Dryden put a leg outside the car. He dangled it as if fishing for a Dobermann pinscher. He caught an Alsatian instead, which came bounding out from beneath one of the caravans and left four feet of bubbling slobber along the nearside cab window.

A caravan door opened and Joe Smith appeared.

Why am I not surprised? thought Dryden. And he’s got that bloody wrench again.

Humph switched his latest language tape back on and closed his eyes. The sound of the sea filled the cab as Manuel described a day on the beach at Tarragona.

‘Thanks. A friend in need,’ said Dryden.

Smith ambled up to the car with the calm assurance of ownership. The dogs orbited the vehicle like satellites. He wore a heavy quilted jacket against the cold, the empty left arm pinned up across the chest. Dryden inched the window down and fed a brown envelope through the crack. It held large photographic prints of the circus winterground’s fire. Smith examined them slowly, nodding.
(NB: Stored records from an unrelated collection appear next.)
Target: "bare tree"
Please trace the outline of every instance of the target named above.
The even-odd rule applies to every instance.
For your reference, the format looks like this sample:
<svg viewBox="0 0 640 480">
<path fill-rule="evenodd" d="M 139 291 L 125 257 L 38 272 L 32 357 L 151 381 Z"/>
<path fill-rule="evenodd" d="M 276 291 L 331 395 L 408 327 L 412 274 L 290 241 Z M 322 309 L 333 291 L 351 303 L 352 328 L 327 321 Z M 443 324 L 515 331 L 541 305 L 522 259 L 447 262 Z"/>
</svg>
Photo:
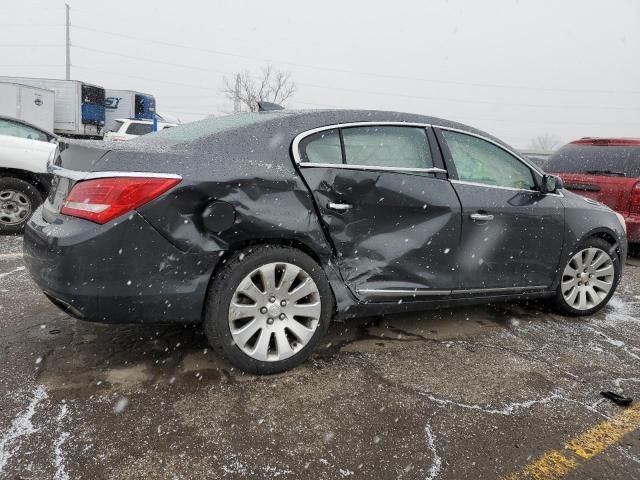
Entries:
<svg viewBox="0 0 640 480">
<path fill-rule="evenodd" d="M 561 140 L 555 135 L 538 135 L 531 141 L 529 149 L 538 153 L 550 153 L 560 144 Z"/>
<path fill-rule="evenodd" d="M 258 111 L 258 102 L 282 104 L 296 92 L 296 84 L 288 72 L 267 65 L 259 76 L 244 70 L 232 79 L 224 77 L 223 92 L 233 102 L 233 111 Z"/>
</svg>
‘Coincidence, you here,’ offered Dryden, looking around the encampment as if for the first time. ‘I was looking for Billy Shepherd. Tommy’s brother.’

Smith crouched down on his haunches. ‘You’ve seen him, Mister.’

Dryden noted that the accent was stronger, more streetwise, less forgiving. He wasn’t surprised by the answer but he contrived to look it. Smith bore so little resemblance to the one picture Dryden had seen of Tommy that it was difficult to believe they shared a mother, let alone that they had been born less than a year apart. Only the cobalt blue-black hair provided a link across four decades.